CREW is pursuing a case before the U.S. Court of Appeals for the District of Columbia Circuit, seeking disclosure of funding for the nonprofit Commission on Hope, Growth and Opportunity. The mysterious entity, known as CHGO, spent millions of dollars from an undisclosed donor or donors on ads opposing House Democrats in the 2010 elections. CHGO then ceased operating after the election and the FEC began investigating it.
The appeals court May 18 ordered a briefing schedule for the case, calling for all written briefs to be submitted by Aug. 10. The D.C. Circuit hasn’t yet named the three-judge panel that will consider the case nor scheduled oral argument.
An administrative enforcement complaint was filed by CREW with the FEC charging that CHGO illegally failed to report its donors or spending despite sponsoring about $4 million worth of TV ads attacking Democrats in the 2010 campaign.
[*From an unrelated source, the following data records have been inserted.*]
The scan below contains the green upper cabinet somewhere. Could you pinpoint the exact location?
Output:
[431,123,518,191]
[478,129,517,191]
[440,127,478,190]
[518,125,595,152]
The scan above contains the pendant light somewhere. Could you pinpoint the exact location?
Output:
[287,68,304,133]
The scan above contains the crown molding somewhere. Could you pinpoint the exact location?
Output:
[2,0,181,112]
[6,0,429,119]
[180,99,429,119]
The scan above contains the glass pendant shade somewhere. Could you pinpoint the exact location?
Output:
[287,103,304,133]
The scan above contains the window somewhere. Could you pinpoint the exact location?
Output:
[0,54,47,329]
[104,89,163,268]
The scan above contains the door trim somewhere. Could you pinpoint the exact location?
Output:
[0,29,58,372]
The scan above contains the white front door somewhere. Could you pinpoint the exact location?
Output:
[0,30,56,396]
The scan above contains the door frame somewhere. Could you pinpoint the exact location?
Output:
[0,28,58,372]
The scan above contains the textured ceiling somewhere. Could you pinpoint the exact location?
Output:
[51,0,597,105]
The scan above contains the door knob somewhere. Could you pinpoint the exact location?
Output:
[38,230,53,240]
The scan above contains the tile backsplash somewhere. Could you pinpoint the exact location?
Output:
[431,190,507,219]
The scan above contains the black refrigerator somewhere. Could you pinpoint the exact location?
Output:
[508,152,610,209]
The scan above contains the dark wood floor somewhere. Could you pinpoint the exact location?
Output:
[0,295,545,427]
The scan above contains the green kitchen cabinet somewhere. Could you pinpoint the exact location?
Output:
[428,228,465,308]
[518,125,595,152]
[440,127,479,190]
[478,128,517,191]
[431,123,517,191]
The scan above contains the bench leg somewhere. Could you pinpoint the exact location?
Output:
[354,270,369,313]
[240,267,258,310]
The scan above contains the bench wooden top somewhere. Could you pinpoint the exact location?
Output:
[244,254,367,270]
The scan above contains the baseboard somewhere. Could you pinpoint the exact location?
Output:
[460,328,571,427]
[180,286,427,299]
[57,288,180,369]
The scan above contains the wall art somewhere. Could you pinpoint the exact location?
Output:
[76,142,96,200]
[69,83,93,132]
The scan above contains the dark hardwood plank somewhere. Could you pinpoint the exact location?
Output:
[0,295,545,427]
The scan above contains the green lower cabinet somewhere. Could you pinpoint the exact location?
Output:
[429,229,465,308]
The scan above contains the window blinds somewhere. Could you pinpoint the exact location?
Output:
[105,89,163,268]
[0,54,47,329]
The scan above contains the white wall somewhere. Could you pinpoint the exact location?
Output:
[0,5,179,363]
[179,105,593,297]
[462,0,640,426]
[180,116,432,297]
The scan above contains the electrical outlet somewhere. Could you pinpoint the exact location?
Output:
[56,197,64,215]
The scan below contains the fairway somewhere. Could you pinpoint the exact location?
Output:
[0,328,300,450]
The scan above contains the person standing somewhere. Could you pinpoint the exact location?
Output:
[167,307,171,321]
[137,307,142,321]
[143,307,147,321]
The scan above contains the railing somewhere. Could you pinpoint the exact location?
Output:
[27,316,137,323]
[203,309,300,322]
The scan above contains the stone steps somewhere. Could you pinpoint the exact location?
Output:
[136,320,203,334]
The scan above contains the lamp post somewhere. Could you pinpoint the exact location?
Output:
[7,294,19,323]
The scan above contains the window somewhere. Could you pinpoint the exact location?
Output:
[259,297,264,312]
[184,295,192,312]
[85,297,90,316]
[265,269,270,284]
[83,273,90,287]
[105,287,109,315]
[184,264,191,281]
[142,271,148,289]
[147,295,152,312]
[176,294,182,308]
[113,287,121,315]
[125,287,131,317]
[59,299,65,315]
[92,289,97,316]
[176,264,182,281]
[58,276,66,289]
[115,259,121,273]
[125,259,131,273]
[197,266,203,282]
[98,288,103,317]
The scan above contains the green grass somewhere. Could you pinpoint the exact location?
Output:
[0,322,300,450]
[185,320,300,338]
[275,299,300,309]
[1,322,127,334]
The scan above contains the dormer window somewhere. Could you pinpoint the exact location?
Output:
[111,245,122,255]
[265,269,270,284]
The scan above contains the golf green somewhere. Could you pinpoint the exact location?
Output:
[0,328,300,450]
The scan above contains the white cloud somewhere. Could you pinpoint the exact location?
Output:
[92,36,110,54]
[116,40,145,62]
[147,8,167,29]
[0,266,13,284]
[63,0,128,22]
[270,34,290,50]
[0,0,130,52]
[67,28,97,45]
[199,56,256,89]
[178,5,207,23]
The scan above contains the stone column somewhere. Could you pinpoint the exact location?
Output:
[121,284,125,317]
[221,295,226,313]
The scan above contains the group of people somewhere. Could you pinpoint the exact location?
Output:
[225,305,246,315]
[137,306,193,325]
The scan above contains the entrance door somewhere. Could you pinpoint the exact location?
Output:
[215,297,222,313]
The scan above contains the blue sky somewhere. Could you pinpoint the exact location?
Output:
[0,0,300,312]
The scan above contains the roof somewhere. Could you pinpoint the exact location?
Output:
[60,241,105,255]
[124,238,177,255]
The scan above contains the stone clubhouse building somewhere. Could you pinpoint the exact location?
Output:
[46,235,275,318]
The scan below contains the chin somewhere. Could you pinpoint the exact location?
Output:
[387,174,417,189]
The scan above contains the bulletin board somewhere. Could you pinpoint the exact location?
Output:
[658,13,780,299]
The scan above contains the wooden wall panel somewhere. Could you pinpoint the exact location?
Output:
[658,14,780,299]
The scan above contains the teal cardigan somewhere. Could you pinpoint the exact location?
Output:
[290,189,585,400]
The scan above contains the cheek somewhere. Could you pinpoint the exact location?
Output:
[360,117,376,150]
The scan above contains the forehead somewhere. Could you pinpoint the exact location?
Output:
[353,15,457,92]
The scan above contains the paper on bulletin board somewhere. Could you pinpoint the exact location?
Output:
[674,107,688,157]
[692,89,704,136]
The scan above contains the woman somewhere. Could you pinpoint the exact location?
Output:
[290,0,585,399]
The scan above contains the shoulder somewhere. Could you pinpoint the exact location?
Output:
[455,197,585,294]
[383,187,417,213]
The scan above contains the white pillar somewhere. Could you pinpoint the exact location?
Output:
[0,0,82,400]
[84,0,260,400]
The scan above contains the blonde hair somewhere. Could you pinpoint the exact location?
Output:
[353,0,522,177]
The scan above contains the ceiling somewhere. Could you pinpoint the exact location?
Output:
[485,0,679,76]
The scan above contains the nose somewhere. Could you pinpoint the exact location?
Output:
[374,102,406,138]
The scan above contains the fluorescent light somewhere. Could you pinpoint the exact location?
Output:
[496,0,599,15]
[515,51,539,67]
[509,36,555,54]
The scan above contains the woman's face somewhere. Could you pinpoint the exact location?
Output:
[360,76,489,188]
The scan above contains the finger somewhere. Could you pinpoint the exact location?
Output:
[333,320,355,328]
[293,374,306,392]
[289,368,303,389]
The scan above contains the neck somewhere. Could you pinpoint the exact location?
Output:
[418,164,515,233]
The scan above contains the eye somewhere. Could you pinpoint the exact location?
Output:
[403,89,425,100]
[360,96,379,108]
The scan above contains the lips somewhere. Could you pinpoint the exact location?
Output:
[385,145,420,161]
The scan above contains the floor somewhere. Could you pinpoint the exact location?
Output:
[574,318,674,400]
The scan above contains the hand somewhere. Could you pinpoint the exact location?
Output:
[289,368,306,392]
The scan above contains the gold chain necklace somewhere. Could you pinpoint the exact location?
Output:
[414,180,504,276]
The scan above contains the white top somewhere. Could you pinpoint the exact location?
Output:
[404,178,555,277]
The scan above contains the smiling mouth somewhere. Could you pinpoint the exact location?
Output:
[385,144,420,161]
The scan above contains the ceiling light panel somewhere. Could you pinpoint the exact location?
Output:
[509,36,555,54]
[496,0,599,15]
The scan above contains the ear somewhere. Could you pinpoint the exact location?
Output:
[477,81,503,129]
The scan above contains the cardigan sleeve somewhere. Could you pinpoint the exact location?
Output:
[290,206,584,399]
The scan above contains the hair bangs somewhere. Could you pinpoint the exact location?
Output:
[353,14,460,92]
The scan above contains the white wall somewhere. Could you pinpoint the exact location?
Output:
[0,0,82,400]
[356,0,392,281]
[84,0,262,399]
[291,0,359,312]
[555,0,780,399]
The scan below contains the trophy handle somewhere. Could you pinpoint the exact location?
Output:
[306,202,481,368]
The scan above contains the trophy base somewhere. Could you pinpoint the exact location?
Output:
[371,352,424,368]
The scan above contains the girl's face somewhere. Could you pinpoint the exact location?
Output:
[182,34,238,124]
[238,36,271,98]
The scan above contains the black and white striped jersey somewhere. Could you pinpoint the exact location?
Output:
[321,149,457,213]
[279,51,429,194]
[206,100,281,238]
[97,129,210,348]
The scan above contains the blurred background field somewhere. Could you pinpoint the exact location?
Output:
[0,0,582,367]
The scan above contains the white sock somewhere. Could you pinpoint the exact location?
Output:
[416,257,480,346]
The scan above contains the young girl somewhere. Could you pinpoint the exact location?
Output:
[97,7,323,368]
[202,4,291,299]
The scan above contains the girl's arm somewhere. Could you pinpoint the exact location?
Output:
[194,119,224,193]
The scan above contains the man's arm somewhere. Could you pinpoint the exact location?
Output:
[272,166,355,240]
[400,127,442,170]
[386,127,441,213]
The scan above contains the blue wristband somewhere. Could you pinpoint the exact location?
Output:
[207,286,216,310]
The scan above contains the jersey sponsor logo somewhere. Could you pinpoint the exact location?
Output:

CHGO and other outside spending groups helped Republicans take control of the House that year. Democrats and liberal watchdog groups alleged that a number of these groups illegally kept their donors secret.
The enforcement complaint against CHGO was dismissed on a deadlocked 3-3 vote of the FEC commissioners. The three Republican commissioners argued the case should be dropped because the spending group has ceased operating and that it would be too costly and would risk extended litigation if the identity of the CHGO’s funders are released now.
A federal district court found the FEC was within its prerogative to dismiss the enforcement matter based on a desire to preserve resources and avoid further litigation. The appeals court should reverse that ruling, CREW argued in a court filing with the appeals court last month, because the FEC Republicans’ concerns about cost and litigation risk are misplaced.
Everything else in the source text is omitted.